SUBJECTIF, SUBJECTIVISME, SUBJECTIVITÉ ♦ Est subjectif ce qui appartient à un sujet : en tant qu’il est conscient (on peut ainsi nommer psychologie subjective celle qui procède par introspection) ; en tant qu’il diffère des autres (le terme peut alors être péjoratif). Chez Kant, en tant que transcendantal : le subjectif qualifie alors les propriétés de l’entendement humain par opposition aux choses en soi ; ou en tant que moral : le principe subjectif, dans la mesure où il n’est valable que pour une seule volonté, ne permet pas à celle-ci d’accéder à l’universalité de la loi. ♦ Toute tendance ou théorie privilégiant le subjectif sur l’objectif est appelée subjectivisme.

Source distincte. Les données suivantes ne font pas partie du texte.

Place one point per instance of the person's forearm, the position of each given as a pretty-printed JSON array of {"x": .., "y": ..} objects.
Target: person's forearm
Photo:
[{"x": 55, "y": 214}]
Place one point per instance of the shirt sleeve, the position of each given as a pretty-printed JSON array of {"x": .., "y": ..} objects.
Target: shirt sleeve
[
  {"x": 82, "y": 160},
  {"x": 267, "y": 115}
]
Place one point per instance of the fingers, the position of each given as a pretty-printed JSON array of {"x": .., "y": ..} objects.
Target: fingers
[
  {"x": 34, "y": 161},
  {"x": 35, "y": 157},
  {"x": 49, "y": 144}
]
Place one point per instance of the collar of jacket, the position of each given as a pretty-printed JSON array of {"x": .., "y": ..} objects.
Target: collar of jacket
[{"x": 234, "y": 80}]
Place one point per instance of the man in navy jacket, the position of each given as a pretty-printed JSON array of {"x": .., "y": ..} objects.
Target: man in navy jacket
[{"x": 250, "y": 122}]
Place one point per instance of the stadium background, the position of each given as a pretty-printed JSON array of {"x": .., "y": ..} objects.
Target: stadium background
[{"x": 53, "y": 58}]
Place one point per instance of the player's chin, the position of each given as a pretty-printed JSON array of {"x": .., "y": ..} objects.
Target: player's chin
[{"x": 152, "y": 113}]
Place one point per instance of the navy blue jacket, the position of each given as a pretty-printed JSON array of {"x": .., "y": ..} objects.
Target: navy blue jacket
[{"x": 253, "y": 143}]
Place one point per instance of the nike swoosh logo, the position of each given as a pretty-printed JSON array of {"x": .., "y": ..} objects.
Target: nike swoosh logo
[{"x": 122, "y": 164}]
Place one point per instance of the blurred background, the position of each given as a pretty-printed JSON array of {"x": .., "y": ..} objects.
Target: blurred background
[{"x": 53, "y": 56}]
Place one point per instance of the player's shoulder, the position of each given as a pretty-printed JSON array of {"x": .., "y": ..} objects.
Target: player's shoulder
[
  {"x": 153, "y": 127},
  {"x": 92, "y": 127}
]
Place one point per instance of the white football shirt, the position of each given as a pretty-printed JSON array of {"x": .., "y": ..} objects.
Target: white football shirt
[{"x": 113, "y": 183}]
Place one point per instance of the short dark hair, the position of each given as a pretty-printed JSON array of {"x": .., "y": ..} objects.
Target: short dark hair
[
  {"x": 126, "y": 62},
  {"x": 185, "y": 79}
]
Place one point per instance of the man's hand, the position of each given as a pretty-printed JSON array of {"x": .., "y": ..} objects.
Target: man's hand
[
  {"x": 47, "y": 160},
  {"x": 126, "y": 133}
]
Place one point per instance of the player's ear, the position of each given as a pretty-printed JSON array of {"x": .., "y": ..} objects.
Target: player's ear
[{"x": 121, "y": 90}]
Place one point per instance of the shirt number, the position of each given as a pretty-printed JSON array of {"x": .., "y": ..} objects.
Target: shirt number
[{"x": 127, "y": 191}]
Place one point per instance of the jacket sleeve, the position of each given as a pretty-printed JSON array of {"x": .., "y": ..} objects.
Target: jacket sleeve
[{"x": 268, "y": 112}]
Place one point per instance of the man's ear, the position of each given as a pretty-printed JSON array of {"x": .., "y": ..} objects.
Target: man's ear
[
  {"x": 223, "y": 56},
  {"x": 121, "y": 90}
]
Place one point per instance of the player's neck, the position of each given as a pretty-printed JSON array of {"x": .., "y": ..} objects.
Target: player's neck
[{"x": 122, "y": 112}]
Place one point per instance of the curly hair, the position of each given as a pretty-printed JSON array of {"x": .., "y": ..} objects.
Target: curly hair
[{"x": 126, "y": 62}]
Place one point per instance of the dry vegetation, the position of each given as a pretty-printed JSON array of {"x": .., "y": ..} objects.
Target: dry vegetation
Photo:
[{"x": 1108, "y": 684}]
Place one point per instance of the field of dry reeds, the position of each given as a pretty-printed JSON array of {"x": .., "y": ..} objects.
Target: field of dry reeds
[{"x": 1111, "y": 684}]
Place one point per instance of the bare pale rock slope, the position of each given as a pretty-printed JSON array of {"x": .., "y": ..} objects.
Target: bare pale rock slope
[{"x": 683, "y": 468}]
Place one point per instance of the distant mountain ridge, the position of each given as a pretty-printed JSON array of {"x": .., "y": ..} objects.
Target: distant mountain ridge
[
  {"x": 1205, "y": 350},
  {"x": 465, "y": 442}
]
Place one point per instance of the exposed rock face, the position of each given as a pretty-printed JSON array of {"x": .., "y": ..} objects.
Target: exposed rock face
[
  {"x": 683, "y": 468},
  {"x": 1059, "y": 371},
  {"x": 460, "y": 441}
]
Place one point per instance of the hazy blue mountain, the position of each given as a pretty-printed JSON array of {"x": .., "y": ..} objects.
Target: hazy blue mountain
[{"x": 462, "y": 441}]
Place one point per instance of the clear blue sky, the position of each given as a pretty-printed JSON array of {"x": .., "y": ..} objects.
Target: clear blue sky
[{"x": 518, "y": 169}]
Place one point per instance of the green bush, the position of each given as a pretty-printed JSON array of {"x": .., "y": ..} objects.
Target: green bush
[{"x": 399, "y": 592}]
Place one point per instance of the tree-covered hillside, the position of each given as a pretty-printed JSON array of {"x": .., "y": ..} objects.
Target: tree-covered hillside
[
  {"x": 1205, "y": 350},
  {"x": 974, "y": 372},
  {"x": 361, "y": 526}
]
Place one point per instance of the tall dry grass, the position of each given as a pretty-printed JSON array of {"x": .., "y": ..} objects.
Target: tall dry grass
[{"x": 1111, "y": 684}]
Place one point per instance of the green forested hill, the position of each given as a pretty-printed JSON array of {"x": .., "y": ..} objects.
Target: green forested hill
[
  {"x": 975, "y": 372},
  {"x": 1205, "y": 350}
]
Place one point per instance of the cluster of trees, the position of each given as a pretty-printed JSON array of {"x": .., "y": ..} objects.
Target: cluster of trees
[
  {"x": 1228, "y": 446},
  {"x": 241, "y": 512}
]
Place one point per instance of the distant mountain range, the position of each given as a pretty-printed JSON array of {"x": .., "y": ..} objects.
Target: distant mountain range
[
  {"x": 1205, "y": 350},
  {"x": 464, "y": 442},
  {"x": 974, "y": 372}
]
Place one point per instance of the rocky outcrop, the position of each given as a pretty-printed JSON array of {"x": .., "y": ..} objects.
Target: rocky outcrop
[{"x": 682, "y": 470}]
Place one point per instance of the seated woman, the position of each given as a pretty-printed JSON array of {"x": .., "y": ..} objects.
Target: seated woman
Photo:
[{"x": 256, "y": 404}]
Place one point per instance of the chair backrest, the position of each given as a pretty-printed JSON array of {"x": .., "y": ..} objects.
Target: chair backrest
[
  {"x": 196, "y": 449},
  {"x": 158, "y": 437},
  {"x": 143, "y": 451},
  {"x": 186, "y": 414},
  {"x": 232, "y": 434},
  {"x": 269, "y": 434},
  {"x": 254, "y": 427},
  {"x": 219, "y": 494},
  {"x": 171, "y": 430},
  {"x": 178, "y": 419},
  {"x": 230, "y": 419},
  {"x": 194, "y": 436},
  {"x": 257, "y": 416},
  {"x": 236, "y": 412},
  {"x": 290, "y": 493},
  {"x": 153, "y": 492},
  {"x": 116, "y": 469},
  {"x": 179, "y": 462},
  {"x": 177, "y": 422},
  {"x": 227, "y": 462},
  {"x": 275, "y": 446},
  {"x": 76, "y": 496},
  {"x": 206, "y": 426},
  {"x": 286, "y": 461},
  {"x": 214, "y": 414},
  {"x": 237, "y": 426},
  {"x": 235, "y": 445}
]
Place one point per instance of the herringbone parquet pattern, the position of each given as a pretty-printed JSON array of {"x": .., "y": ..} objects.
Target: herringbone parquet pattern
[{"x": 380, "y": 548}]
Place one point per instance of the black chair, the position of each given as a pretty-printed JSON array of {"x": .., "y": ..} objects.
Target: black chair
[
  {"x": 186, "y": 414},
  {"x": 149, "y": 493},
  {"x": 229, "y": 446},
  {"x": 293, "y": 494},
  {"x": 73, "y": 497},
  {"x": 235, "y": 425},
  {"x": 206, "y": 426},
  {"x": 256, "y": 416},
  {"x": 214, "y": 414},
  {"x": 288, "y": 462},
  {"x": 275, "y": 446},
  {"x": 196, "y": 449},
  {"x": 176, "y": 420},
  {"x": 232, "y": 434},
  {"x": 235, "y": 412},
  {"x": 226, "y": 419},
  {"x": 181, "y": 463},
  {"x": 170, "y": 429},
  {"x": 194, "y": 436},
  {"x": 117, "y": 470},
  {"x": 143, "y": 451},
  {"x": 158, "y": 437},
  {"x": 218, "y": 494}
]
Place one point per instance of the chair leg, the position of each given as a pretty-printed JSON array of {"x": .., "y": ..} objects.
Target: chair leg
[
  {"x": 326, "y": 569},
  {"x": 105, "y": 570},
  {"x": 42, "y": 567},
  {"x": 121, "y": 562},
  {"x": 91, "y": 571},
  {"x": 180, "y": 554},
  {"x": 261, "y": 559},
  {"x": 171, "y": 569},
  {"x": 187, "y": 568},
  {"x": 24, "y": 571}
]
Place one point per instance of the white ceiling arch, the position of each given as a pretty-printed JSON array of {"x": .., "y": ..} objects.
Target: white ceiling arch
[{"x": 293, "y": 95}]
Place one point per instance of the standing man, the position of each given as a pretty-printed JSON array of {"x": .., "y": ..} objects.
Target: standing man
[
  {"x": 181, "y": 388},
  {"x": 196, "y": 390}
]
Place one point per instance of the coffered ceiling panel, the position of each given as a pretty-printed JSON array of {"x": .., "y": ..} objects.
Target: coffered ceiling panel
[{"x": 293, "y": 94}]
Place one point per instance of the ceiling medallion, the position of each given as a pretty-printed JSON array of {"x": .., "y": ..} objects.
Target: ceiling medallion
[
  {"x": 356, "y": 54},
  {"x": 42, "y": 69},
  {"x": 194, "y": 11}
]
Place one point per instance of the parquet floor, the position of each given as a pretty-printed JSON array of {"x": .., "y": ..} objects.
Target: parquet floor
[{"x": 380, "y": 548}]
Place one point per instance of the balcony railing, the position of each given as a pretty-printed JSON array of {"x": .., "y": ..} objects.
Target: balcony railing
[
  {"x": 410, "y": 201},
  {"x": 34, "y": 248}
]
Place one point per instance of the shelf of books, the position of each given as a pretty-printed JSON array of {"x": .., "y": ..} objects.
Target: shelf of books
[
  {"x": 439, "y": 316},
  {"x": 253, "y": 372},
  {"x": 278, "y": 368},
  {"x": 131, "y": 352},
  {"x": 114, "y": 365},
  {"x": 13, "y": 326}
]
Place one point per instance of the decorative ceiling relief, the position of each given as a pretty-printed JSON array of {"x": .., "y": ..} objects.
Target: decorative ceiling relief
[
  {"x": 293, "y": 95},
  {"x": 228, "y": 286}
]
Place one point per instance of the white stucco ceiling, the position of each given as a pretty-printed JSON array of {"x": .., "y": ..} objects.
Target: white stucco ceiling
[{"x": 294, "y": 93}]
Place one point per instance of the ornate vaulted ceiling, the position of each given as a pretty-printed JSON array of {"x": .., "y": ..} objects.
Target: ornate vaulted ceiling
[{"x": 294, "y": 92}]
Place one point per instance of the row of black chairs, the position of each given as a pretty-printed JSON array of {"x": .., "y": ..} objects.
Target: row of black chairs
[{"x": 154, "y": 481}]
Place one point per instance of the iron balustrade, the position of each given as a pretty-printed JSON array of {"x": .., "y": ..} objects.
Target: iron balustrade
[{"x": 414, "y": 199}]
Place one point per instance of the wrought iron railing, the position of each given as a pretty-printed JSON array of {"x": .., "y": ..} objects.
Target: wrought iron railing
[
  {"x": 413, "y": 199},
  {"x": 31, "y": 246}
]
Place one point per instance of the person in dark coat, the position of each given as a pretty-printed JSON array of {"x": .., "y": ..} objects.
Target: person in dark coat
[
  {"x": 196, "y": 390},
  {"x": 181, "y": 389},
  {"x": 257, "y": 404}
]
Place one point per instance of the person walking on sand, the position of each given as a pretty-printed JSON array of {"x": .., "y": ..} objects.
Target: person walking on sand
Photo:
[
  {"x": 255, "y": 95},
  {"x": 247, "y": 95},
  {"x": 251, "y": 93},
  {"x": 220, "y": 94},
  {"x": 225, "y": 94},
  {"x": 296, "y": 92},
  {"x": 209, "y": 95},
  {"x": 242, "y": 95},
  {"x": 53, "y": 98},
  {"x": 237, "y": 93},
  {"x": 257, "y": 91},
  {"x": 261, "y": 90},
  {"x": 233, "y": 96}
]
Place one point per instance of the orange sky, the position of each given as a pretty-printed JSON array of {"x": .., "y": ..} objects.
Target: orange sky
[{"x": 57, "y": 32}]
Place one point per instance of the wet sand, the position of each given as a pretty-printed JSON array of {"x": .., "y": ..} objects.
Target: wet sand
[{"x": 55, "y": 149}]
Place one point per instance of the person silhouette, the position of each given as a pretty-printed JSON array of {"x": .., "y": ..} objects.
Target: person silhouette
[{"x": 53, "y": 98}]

Fréquemment péjoratif, le terme peut s’appliquer à différents domaines : en métaphysique, où il évoque l’idéalisme absolu ; en logique, où il nie que la différence entre le vrai et le faux existe objectivement ; en morale, en esthétique et en psychologie. ♦ Au sens ordinaire, la subjectivité couvre l’ensemble des particularités psychologiques n’appartenant qu’à un sujet. Plus philosophiquement, « subjectivité » est synonyme de vie consciente, telle que le sujet peut la saisir en lui, et où il cerne sa singularité.